Your digital product is also more appealing when demonstrated. And the most affordable way to show people what your software does, even if you're also offering a free trial, is often to produce a short screencast. These five free tools can help you get started.
Screenr helps share your screencast videos over Twitter. After you make a five-minute-long screencast using the simple Web tool, a shortened link to the video is automatically provided. You can add a message and post the video link to your feed with the push of a button. There are also options to post to YouTube or embed the video in your site.
While other screencast tools, like Jing (see below), have Twitter sharing options, Screenr distinguishes itself by also creating a YouTube-like profile for each user. All of your videos are saved on your profile, and a public feed of other users' videos makes for interesting browsing. If you like an idea that you see, you can click the maker's profile photo to see other videos they've uploaded.
Basic, free screencapture software programs, like Wink, do a pretty decent job at creating videos, but few of them include features that allow you to add text easily. Overstream allows you to pull a video from a supported site like YouTube or Google Video and add your own subtitles to it.
Want more free tools? Check these out:
CaptionTube is another free captioning web app that you can use your Google account to log into.
Downloading Jing puts a sun-shaped icon in the upper-righthand corner of your monitor. When you want to grab either a screenshot or a screencast, hitting the icon opens up a tool that you use to mark the perimeter of your shot and start recording. If you're recording a screencast, audio will automatically be recorded.
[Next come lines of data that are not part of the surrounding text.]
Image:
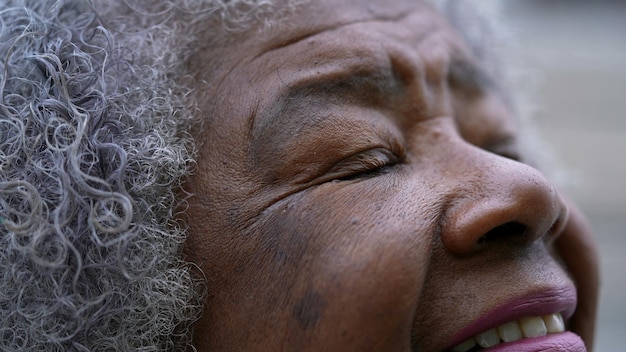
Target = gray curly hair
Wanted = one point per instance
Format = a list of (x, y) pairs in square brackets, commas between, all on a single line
[(94, 145), (95, 112)]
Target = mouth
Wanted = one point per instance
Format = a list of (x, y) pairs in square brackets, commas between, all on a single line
[(527, 327), (533, 322)]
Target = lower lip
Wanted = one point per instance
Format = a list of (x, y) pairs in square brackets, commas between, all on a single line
[(566, 341)]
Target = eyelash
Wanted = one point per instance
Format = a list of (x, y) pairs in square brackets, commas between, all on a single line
[(371, 163)]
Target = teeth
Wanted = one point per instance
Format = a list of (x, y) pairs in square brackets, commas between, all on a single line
[(465, 346), (515, 330), (510, 331), (554, 323)]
You can choose to upload videos to screencast.com, which is run by the same company. Once you've done so, it's easy to share the provided URL or embed the video in your site. Alternatively, you can customize share buttons on your Jing dashboard for sharing directly to Twitter, Facebook and Flickr.
The free version of Jing records in SWF format. Jing pro subscribers can record in SWF or MPEG-4 video, make unbranded videos, record from their webcams and upload videos directly to YouTube.
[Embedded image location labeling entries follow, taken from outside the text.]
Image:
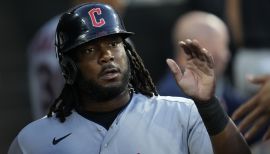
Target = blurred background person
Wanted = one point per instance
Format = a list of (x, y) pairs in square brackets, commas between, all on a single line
[(212, 33), (256, 111), (249, 23), (45, 77)]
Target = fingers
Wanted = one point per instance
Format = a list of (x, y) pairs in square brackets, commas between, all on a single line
[(177, 72), (193, 50), (244, 109), (258, 79), (257, 127)]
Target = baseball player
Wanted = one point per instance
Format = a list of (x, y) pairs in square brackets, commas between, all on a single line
[(109, 104)]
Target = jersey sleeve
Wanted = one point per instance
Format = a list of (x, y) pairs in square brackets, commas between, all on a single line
[(198, 139), (15, 147)]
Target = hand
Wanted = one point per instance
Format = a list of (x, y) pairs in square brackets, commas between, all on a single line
[(197, 78), (256, 111)]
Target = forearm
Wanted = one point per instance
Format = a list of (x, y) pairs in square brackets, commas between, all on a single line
[(224, 135)]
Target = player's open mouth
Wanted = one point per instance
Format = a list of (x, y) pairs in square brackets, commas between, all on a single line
[(109, 74)]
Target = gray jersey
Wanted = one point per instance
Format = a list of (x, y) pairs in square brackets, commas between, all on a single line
[(155, 125)]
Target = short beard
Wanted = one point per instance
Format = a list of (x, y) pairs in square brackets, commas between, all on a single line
[(98, 93)]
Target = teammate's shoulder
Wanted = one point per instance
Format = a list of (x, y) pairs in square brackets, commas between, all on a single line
[(174, 99), (162, 100), (39, 124)]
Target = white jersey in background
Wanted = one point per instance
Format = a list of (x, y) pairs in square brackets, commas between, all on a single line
[(148, 125)]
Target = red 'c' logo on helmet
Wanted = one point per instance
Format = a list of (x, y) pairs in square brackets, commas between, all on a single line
[(96, 23)]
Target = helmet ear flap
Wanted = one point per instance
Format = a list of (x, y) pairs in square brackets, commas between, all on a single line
[(69, 69)]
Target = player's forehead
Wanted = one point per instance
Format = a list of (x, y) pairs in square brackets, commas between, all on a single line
[(106, 39)]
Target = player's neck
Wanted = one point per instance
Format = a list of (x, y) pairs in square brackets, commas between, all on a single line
[(117, 102)]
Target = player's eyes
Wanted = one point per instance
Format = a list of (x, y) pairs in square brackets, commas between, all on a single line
[(88, 51)]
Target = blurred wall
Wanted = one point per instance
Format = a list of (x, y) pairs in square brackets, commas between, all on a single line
[(19, 21)]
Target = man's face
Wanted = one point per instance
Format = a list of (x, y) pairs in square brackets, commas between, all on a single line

Unlike most free options, GoView provides some editing capabilities. After you record your screencast and audio using the downloaded screen capture software, you can cut portions out and add title pages. Saved videos are automatically uploaded to the GoView site, and links are provided for easy sharing.
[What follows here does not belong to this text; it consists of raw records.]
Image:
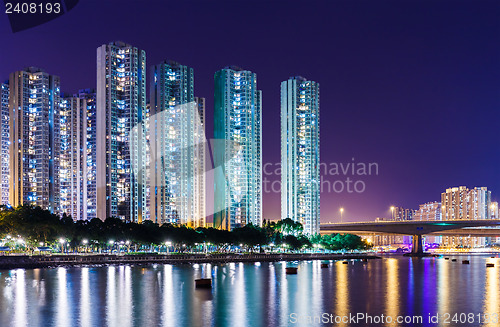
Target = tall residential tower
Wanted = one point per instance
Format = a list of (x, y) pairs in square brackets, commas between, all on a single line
[(300, 178), (4, 145), (238, 149), (177, 140), (121, 105), (34, 138)]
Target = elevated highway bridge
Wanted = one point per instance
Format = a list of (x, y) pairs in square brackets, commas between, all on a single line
[(490, 227)]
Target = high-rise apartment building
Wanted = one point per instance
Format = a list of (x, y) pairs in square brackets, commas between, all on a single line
[(494, 210), (428, 211), (177, 141), (300, 149), (462, 203), (4, 145), (34, 104), (478, 203), (454, 203), (90, 173), (402, 214), (238, 154), (121, 104), (73, 136)]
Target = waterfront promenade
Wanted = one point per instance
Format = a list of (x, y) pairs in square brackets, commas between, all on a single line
[(45, 261)]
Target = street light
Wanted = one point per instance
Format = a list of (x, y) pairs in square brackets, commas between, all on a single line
[(62, 241)]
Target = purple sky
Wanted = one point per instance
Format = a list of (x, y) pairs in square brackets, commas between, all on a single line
[(413, 86)]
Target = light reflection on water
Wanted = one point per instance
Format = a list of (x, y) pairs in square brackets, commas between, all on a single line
[(247, 294)]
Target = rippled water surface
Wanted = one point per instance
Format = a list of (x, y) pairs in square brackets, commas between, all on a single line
[(254, 294)]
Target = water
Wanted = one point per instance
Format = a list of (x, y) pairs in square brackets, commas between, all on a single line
[(253, 294)]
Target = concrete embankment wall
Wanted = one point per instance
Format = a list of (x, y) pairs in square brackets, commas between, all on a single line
[(41, 261)]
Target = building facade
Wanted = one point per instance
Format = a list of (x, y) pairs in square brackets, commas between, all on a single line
[(177, 141), (120, 106), (462, 203), (72, 172), (90, 169), (428, 211), (34, 104), (454, 203), (300, 153), (238, 157), (402, 214), (4, 145), (478, 203)]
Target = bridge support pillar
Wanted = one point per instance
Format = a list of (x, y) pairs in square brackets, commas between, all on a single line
[(418, 246)]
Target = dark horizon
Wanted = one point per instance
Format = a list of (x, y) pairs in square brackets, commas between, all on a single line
[(412, 86)]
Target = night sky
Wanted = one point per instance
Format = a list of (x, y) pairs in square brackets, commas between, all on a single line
[(413, 86)]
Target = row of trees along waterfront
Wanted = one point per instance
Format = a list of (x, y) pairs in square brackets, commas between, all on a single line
[(27, 228)]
The software is free for now while the product is in public beta. But unfortunately, its early stage of development also means that it's available on only Windows XP and Vista operating systems.
The free version of Screencast-o-Matic captures screencasts, audio and video from your webcam at the same time without downloading any software. Finished videos, which can be up to 15 minutes long, can be exported as MP4, AVI or FLV files, uploaded to YouTube, or saved to the Screencast-o-Matic site. A note-taking option can be used to link directly to a specific moment in your video.
Videos made using the free version have a "Screencast-o-Matic" watermark on them that can only be removed by ponying up $9 to download the pro version.